Homo sapiens chatgipitiensis (Parte I). Toda tecnología cambia al ser humano
Juan Luis Martínez Zamacona
El profesor Martínez Zamacona cuenta con 18 años de experiencia docente dedicados al acompañamiento y la formación integral de alumnos, profesores y padres de familia. Realizó sus estudios de Filosofía en la Universidad La Salle, experiencia que ha influido profundamente en su visión educativa y en su interés por comprender los procesos humanos desde una perspectiva interdisciplinaria. Como profesor de aula, conferencista y participante en proyectos de investigación arqueológica, entre ellos como coordinador del voluntariado en la excavación del sitio arqueológico de Magdala, Israel, gestionado por el Magdala Center, ha orientado su labor docente y de investigación hacia la dimensión antropológica del devenir histórico y el diálogo entre la historia, la filosofía y las ciencias cognitivas. Actualmente imparte las materias de Historia e Integración Curricular en el Centro Educativo Anglo Mexicano, Plantel Morelos.

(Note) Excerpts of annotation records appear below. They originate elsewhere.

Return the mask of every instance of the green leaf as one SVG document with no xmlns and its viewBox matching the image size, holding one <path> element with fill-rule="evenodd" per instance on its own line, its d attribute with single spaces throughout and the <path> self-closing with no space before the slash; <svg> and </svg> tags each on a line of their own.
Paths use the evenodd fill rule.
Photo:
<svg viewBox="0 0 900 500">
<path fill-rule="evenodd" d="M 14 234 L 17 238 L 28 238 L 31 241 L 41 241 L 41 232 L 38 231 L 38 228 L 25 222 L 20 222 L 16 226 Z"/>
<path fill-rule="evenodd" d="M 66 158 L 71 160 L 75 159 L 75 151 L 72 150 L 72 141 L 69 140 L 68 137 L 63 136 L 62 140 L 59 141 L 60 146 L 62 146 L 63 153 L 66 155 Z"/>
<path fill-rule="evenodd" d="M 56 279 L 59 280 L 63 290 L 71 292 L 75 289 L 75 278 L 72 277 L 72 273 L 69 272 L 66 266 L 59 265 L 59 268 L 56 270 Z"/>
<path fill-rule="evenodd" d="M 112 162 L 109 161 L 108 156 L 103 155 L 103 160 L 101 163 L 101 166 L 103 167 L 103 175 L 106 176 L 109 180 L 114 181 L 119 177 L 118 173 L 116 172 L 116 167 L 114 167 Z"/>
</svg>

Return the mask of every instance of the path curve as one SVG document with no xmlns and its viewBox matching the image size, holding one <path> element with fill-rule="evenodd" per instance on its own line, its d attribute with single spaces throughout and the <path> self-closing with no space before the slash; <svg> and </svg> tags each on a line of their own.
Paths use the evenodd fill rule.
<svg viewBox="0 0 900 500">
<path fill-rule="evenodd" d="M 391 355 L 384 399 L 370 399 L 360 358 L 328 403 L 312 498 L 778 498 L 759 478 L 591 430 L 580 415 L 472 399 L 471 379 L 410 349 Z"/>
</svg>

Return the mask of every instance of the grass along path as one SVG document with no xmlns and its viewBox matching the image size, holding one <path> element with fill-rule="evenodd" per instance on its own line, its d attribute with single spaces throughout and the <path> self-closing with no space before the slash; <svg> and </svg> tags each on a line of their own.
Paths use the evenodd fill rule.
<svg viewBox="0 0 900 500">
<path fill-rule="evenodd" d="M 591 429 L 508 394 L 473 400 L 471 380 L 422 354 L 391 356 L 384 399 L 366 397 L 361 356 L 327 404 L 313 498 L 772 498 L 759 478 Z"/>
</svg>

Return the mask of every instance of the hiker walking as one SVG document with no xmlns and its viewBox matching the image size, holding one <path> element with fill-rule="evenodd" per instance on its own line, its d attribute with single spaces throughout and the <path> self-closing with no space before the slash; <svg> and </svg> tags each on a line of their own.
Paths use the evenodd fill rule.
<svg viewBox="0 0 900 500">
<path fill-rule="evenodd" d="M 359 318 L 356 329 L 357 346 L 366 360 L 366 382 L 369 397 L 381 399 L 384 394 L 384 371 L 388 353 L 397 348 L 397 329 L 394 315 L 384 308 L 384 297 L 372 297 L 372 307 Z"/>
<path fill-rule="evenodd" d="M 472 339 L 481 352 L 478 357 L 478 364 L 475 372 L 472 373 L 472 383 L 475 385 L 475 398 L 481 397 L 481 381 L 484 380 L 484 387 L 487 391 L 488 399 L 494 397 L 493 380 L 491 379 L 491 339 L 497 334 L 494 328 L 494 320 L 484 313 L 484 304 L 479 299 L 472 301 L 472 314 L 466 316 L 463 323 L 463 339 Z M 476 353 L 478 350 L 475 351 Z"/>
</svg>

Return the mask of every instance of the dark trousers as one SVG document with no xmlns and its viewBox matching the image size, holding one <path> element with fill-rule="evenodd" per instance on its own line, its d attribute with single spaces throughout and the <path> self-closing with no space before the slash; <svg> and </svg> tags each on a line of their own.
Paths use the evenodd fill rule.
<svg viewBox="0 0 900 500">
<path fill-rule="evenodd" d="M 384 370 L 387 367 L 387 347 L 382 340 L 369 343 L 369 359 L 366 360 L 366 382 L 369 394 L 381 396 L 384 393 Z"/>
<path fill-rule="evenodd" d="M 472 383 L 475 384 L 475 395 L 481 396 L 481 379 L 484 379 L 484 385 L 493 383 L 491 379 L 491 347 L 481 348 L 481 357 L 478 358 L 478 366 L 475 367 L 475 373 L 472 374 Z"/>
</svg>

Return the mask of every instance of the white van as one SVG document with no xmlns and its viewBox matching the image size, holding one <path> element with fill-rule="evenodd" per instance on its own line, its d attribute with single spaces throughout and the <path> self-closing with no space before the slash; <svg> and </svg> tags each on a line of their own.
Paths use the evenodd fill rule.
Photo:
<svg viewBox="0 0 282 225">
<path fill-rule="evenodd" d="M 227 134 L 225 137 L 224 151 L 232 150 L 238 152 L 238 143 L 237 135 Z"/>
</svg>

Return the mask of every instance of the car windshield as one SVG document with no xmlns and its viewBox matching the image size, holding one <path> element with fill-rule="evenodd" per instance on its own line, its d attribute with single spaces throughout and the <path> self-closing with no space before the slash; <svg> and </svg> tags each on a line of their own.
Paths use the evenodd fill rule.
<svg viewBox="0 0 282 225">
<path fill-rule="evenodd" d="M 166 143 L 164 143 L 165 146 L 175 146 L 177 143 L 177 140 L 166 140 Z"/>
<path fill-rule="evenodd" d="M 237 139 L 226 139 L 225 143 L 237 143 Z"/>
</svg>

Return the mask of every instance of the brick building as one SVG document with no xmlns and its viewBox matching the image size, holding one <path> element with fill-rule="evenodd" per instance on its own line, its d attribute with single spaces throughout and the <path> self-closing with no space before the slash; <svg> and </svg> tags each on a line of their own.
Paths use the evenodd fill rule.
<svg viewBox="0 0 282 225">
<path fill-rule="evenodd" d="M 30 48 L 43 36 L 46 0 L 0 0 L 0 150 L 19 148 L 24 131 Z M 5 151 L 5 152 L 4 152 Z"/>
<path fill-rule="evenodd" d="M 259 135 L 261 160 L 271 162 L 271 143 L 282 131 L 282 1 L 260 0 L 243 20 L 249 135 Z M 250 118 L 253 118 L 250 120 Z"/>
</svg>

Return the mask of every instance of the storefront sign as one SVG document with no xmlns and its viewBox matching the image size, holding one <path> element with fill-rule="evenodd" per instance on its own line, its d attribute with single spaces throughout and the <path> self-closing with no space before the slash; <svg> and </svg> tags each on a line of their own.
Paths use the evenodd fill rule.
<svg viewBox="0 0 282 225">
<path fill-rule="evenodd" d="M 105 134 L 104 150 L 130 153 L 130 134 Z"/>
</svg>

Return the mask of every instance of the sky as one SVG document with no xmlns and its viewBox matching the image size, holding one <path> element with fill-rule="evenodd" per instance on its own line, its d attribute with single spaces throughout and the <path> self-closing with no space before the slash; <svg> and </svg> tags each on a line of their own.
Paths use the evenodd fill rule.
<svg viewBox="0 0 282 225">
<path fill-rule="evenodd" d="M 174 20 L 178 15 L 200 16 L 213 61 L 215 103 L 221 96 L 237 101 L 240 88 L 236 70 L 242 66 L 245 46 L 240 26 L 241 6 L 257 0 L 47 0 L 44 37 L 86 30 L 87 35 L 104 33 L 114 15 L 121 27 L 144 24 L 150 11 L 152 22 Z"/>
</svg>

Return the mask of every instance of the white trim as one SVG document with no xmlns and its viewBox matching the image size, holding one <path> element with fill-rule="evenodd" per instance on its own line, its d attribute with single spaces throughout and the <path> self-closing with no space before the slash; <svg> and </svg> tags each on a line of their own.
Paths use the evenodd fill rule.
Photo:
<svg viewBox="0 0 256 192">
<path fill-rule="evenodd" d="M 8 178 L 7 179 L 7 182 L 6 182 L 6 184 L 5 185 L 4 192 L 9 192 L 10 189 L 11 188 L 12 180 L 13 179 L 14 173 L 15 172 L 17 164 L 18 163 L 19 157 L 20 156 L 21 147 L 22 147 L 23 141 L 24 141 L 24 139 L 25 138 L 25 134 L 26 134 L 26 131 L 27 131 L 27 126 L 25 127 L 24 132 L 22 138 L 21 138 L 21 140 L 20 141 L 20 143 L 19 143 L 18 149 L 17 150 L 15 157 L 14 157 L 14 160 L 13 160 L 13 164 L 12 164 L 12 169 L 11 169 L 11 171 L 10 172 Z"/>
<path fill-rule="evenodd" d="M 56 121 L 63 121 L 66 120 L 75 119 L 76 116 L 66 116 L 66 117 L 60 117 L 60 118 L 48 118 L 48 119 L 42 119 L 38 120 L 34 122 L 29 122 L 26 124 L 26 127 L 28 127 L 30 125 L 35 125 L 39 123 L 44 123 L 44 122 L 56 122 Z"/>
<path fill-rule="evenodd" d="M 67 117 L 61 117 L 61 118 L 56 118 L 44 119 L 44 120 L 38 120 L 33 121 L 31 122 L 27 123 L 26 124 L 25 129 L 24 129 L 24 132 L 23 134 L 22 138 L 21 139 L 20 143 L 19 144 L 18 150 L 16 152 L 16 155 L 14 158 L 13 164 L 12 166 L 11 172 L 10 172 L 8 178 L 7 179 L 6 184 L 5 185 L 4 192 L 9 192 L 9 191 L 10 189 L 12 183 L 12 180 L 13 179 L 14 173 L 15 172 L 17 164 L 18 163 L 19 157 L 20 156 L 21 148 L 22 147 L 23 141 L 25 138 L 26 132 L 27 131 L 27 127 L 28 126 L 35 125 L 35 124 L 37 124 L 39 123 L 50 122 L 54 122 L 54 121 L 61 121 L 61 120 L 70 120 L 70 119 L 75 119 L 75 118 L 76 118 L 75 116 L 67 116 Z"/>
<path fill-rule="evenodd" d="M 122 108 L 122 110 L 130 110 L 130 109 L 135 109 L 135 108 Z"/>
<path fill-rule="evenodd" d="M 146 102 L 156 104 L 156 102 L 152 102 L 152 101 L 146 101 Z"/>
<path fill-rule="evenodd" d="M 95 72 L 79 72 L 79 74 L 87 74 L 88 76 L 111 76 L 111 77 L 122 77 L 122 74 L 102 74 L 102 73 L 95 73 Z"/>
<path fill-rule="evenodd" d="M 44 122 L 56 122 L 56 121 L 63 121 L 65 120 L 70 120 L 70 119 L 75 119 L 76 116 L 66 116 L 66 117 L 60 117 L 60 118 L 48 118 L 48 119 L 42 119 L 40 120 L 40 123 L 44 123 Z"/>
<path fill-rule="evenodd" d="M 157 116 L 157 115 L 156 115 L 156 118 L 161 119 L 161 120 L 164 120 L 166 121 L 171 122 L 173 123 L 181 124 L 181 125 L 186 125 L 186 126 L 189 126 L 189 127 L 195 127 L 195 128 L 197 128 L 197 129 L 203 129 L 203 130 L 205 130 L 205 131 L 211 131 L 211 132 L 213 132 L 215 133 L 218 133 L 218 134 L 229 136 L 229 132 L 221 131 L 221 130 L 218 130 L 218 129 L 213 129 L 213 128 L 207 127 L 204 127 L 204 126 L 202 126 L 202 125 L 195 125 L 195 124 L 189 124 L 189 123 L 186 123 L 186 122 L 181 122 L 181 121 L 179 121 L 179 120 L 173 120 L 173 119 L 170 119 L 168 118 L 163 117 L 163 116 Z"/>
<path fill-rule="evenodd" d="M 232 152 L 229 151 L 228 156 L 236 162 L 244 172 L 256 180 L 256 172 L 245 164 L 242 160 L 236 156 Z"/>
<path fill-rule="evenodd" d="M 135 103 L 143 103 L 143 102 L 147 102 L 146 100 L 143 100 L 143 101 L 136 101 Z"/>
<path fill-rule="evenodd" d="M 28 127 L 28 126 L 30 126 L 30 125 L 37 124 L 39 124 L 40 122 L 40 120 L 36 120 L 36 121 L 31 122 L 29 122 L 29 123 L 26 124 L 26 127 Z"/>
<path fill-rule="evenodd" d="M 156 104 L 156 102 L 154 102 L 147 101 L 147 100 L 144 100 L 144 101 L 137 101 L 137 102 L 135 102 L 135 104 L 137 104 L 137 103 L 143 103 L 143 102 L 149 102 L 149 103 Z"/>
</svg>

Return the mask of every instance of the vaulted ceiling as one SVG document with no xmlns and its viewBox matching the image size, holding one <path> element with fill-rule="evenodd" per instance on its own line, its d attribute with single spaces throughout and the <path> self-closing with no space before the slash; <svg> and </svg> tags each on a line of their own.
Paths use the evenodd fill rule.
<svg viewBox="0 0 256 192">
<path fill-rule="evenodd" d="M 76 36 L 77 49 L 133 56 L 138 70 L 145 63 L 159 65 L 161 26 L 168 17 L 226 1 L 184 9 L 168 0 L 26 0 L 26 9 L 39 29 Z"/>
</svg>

Esta publicación fue revisada por el comité editorial de la Academia de Ciencias de Morelos.
¿Te has puesto a pensar cuántas tareas puede realizar la tecnología por ti? ¿Alguna vez le has pedido ayuda a la IA y has terminado dejando casi todo el problema en sus manos?
Como sociedad, el humano ha creado maravillas tecnológicas sorprendentes. La tecnología nos ha acompañado desde antes de que nuestra especie caminara sólo sobre sus pies, cuando algunos miembros del género Homo, ancestros del ser humano actual, comenzaron a desarrollar gradual y evolutivamente la habilidad de razonar, elegir, diseñar y modelar el mundo.
Gracias a la tecnología podemos interactuar exitosamente con el entorno, encontrando soluciones a problemas que nos aquejan tanto en lo individual como en nuestra dimensión social. Esta oportunidad latente se ha hecho manifiesta de forma creativa de muchas maneras a través de la historia de la humanidad, permitiéndonos acceder al mundo y hacerlo cada vez con mayor rapidez y modificando significativamente nuestro entorno; en otras palabras, soluciones exprés para problemas cotidianos y transformaciones profundas para hacer el mundo a nuestra medida (Figura 1).

Figura 1. Homo sapiens chatgipitiensis (Síntesis visual idealizada). Imagen conceptual con fines ilustrativos, diseñada por el autor y generada mediante la herramienta de generación de imágenes de OpenAI.
¿Cuál consideras que ha sido la época de mayor impacto tecnológico en la historia humana?
Fácilmente alguien podría contestar que lo es la nuestra, pero la pregunta es más compleja de lo que parece. Aunque es cierto que cada época ha sido la más avanzada tecnológicamente que las que le anteceden, tecnología no es sinónimo de avanzado. Algunas tecnologías podrían parecer increíblemente rudimentarias y aun así tener un profundo impacto.
Analicemos por un momento esa premisa. Hoy el uso de una piedra como instrumento de defensa suena primitivo, pero muchas cosas tienen que pasar en un cerebro antes de que recurramos a objetos como herramientas; es verdaderamente complejo.
Para un homínido que se enfrentaba a un entorno hostil al que no se adaptaba su cuerpo tan fácilmente, la capacidad de valerse de piedras y ramas marcó un parteaguas que determinó si los homínidos sobrevivirían o no. Es innegable, por supuesto, que sí sobrevivieron y se volvieron la especie dominante de un planeta entero, demostrando que por encima de otras habilidades evolutivas que están en una larga lista genética, la inteligencia fue decisiva, pues con ella se puede compensar la ausencia de muchas otras aptitudes.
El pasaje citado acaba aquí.